田代尚機のチャイナ・リサーチ

中国・浙江省が「共同富裕」促進のため打ち出した“破格の起業融資政策”

80%の世帯の可処分所得を引き上げる

 年間の予算枠はあるはずだから、だれでも手を挙げればすぐに起業支援が受けられるわけではないだろう。融資と投資の違いはあるが、かつての日本の人気番組『マネーの虎』を中国政府が主催しているような感がある(10万元までは返済不要である以上、投資と同様ともいえる)。

 知的レベルが高くかつ、意欲のある人物を集めようということだが、うまくいくかどうかのポイントは、どちらかというと目利きの側にある。
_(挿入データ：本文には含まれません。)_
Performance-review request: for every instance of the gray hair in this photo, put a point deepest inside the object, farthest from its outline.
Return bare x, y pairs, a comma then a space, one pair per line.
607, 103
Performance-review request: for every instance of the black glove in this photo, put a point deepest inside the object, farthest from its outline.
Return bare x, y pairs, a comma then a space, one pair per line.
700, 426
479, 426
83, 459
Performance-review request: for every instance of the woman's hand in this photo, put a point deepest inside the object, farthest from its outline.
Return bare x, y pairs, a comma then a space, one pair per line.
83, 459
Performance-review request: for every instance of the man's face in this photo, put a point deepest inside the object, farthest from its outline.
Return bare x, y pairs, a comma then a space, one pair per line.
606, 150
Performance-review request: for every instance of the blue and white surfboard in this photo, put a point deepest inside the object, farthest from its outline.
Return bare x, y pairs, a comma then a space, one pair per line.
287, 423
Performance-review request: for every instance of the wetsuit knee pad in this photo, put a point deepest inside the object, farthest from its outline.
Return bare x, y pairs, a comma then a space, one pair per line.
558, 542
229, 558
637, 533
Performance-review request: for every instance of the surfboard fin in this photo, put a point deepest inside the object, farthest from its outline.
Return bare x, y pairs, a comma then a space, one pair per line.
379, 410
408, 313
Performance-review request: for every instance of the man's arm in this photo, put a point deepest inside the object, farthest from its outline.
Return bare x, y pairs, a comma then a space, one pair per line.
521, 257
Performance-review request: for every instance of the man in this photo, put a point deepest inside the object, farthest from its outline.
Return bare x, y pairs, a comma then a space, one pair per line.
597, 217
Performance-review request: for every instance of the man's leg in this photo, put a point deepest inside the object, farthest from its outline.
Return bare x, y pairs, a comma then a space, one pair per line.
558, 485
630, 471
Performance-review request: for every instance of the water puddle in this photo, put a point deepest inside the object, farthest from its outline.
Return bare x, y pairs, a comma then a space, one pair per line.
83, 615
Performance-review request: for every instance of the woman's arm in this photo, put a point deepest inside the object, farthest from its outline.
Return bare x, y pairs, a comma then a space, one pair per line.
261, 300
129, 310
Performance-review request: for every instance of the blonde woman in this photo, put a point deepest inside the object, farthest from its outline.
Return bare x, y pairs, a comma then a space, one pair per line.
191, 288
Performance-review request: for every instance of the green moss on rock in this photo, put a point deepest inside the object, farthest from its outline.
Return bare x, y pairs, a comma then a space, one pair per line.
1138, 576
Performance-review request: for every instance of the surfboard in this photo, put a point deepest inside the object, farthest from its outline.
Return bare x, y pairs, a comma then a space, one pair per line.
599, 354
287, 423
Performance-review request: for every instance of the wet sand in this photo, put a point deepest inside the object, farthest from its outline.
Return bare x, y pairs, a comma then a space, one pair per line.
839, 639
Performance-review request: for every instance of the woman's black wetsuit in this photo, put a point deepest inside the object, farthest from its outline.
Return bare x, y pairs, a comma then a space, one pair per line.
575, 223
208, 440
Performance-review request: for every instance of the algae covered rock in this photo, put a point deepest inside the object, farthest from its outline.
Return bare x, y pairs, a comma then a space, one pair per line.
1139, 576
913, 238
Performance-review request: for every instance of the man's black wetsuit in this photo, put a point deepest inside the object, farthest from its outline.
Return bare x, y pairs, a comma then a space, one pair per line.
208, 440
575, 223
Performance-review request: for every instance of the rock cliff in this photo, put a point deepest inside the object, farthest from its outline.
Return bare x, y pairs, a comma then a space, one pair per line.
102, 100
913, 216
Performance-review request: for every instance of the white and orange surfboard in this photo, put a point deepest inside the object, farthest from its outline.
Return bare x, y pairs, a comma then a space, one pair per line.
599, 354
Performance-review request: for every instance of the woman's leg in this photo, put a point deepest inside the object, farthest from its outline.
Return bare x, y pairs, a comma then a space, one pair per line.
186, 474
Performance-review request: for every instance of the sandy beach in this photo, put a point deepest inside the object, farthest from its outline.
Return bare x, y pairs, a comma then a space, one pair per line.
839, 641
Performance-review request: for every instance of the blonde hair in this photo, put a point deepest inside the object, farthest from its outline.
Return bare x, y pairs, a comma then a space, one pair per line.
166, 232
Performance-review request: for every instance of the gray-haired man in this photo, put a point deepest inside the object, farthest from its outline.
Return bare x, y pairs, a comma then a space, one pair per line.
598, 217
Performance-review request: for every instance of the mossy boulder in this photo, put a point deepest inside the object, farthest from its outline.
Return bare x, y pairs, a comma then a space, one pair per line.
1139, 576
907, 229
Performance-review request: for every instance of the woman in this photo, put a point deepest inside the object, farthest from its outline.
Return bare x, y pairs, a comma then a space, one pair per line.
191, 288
政府の役人が審査をするのか、あるいは金融機関などと組んでやるのか、詳細は明らかにされていない。

 浙江省は、このような方法で経済を活性化させることで、2025年までに浙江省における80%の世帯の可処分所得を10万元(180万円)以上に引き上げるといった目標を設定している。

 日本では、岸田文雄首相が “新しい資本主義” を提唱しているが、その内容が今一つ具体的でないとする意見も多い。最低賃金を少し引き上げたところで、それは少しも新しい制作ではない。浙江省の取り組みをそのまま取り入れるぐらいの大胆さがあってもよいと思うのだが、どうだろうか。